As his influence grew, so did public scrutiny. In 2025, when a visit to Nigeria’s president sparked backlash, Tunde addressed it head-on. In a public statement, he emphasised that being honoured by his country’s highest office was not a political endorsement but recognition of his work. Embracing both praise and criticism as valid, he reaffirmed that every decision he makes serves one purpose to uplift the children society overlooks.


He dreams of building the world’s largest free school, “a place where children can walk in with nothing but curiosity and walk out with purpose, dignity, and skill.” A place where orphans and children from forgotten places feel seen and empowered.
He wants to be remembered not as “the man who played chess,” but as “the man who created access.” A man who believed the children society ignored were protagonists, not victims. A man who lived a life defined by compassion. A man moved by God, steadied by faith, and carried by grace.
If one word defines him, it is grace the unseen force that made his unlikely journey possible.

VII. THE NEXT CHAPTER: BEING

“I’ve gone through many evolutions, and it is time to just be!”
After years of running, fighting, building, and giving, Tunde is entering a quieter chapter – one defined by stillness and self-acceptance.
He is learning that he doesn’t need to prove his worth through constant doing.
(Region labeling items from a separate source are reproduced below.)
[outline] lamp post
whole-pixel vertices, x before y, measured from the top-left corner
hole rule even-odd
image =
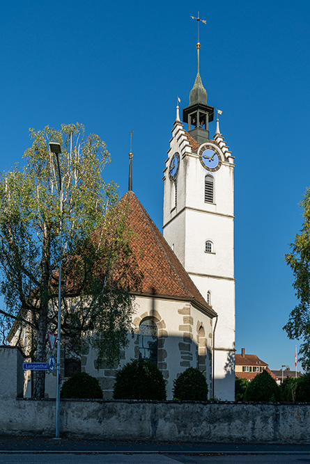
[[[61,167],[59,164],[59,154],[61,153],[60,143],[50,143],[49,150],[52,153],[56,154],[58,166],[58,173],[59,176],[59,196],[61,204],[61,217],[59,224],[59,277],[58,285],[58,324],[57,324],[57,362],[56,378],[57,386],[56,393],[56,433],[55,438],[59,438],[59,423],[60,423],[60,399],[61,399],[61,255],[62,255],[62,221],[63,221],[63,187],[61,183]]]

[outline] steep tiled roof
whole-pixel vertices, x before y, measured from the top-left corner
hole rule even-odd
[[[242,358],[242,355],[235,354],[235,364],[236,366],[268,366],[267,362],[262,361],[256,355],[245,355]]]
[[[127,205],[131,246],[144,274],[141,293],[192,301],[215,316],[134,193],[121,201]]]

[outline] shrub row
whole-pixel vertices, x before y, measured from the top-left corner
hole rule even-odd
[[[173,396],[180,400],[208,400],[206,377],[198,369],[189,367],[173,382]],[[68,378],[61,398],[102,398],[102,390],[94,377],[79,372]],[[151,361],[133,360],[116,373],[114,399],[166,399],[166,382]]]

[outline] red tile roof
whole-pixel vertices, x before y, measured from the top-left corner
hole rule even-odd
[[[131,246],[144,274],[139,293],[190,301],[215,316],[134,193],[127,192],[121,201],[127,205]]]
[[[268,366],[267,362],[262,361],[256,355],[235,355],[235,364],[236,366]]]
[[[275,381],[277,380],[277,377],[272,371],[270,371],[269,367],[266,368],[266,371],[270,374],[273,379]],[[252,381],[258,374],[261,374],[261,372],[235,372],[236,377],[238,377],[239,378],[246,378],[247,381]]]

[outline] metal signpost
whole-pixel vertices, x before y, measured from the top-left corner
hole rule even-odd
[[[24,362],[24,371],[48,371],[47,362]]]

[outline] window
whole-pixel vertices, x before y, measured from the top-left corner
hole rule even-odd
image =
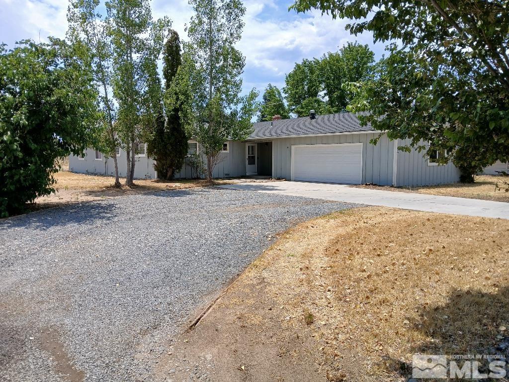
[[[197,142],[187,142],[187,155],[194,155],[198,153]]]
[[[134,150],[136,156],[145,156],[147,154],[147,145],[138,142],[134,144]]]
[[[439,159],[445,158],[447,156],[447,150],[445,149],[441,150],[433,150],[430,154],[430,158],[428,160],[428,166],[436,166],[438,164]]]

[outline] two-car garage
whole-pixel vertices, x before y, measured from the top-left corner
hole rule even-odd
[[[292,146],[291,180],[360,184],[362,143]]]

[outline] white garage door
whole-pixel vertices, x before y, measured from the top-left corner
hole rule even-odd
[[[292,180],[360,184],[362,144],[292,146]]]

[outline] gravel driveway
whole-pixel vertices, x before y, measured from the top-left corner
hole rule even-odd
[[[153,380],[172,338],[269,236],[353,206],[208,188],[1,222],[2,379]]]

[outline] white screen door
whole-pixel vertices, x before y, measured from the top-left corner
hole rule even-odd
[[[258,173],[257,166],[256,144],[246,144],[246,175],[256,175]]]

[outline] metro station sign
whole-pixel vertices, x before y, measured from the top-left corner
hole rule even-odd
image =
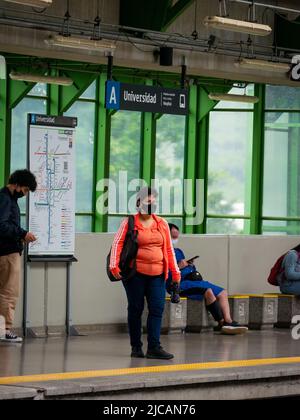
[[[106,108],[188,115],[189,93],[187,89],[167,89],[108,81],[106,83]]]

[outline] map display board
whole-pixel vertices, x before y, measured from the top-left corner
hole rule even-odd
[[[74,255],[76,126],[77,118],[28,115],[28,163],[38,183],[29,194],[29,231],[37,237],[29,256]]]

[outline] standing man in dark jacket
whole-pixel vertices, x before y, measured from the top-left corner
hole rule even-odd
[[[35,176],[24,169],[14,172],[5,188],[0,189],[0,317],[5,321],[1,341],[21,343],[13,327],[20,292],[21,255],[23,244],[35,242],[36,237],[21,228],[18,199],[36,190]]]

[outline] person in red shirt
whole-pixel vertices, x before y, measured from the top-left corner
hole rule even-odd
[[[160,331],[166,298],[166,281],[171,272],[174,283],[180,282],[180,270],[177,266],[172,246],[168,222],[155,215],[157,191],[146,187],[137,195],[138,213],[135,215],[135,230],[138,232],[138,253],[136,258],[137,273],[134,278],[123,281],[128,299],[128,326],[132,347],[131,357],[145,357],[143,352],[142,314],[145,297],[149,315],[148,359],[173,359],[174,355],[166,352],[160,344]],[[128,231],[128,219],[118,230],[111,251],[110,271],[121,280],[119,268],[120,256]]]

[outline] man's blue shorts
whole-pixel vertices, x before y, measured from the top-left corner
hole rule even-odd
[[[205,290],[211,289],[216,297],[218,297],[224,291],[222,287],[216,286],[215,284],[209,283],[208,281],[198,280],[183,280],[180,283],[180,289],[183,292],[184,296],[188,297],[189,299],[200,301],[204,299],[203,292]],[[197,289],[199,289],[199,293],[197,293]]]

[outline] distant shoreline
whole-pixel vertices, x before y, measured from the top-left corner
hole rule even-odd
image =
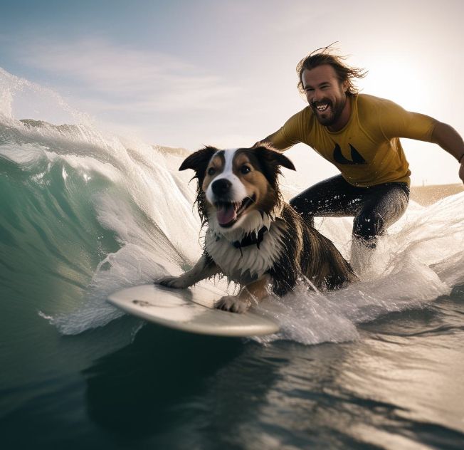
[[[464,191],[464,184],[432,184],[431,186],[411,186],[411,199],[427,206],[449,195]]]

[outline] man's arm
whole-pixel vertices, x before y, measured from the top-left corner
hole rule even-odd
[[[460,135],[453,127],[437,122],[432,132],[432,142],[458,159],[460,164],[459,177],[464,182],[464,141]]]
[[[280,136],[280,130],[276,131],[272,135],[269,135],[269,136],[265,137],[264,139],[258,140],[254,144],[253,147],[258,147],[262,144],[269,144],[274,149],[278,150],[279,152],[285,152],[290,147],[292,147],[292,145],[285,145],[284,140],[283,140],[282,137]]]

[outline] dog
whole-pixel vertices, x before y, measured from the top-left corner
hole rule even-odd
[[[206,226],[203,255],[178,277],[156,283],[184,288],[225,275],[241,286],[216,308],[243,313],[270,291],[283,296],[300,280],[317,289],[337,289],[357,279],[335,246],[283,199],[280,167],[293,163],[268,145],[219,150],[206,146],[192,153],[179,170],[195,171],[196,201]]]

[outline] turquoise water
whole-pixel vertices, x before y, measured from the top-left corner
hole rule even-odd
[[[411,203],[371,278],[275,300],[278,335],[190,335],[105,301],[200,254],[185,152],[3,111],[1,448],[464,447],[464,195]],[[349,256],[351,219],[317,226]]]

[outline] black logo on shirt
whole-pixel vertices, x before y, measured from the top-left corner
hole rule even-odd
[[[340,146],[338,144],[335,145],[335,148],[334,149],[334,159],[335,159],[335,162],[338,164],[349,164],[351,165],[367,164],[366,159],[361,156],[359,152],[351,144],[349,145],[349,147],[352,150],[352,159],[347,159],[343,156]]]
He can simply be. He can trust the wisdom he has earned through pain, love, service, and faith.
And even in this stillness, his vision continues to evolve.
Tunde wants to infuse chess into the fabric of pop culture; fashion, music, film, commercials, youth expression, just as he recently did with the Hennessy campaign. He believes strategy and intellect should sit comfortably beside creativity and celebrity. He wants African youth to see intelligence as cool, aspirational, and culturally relevant.
He is, in many ways, making intellectualism cool again.
This next chapter is about grounding himself while expanding the world’s imagination. It is about authenticity without performance. Wisdom without noise. Being without striving.
A man becoming whole, not for the world, but for himself.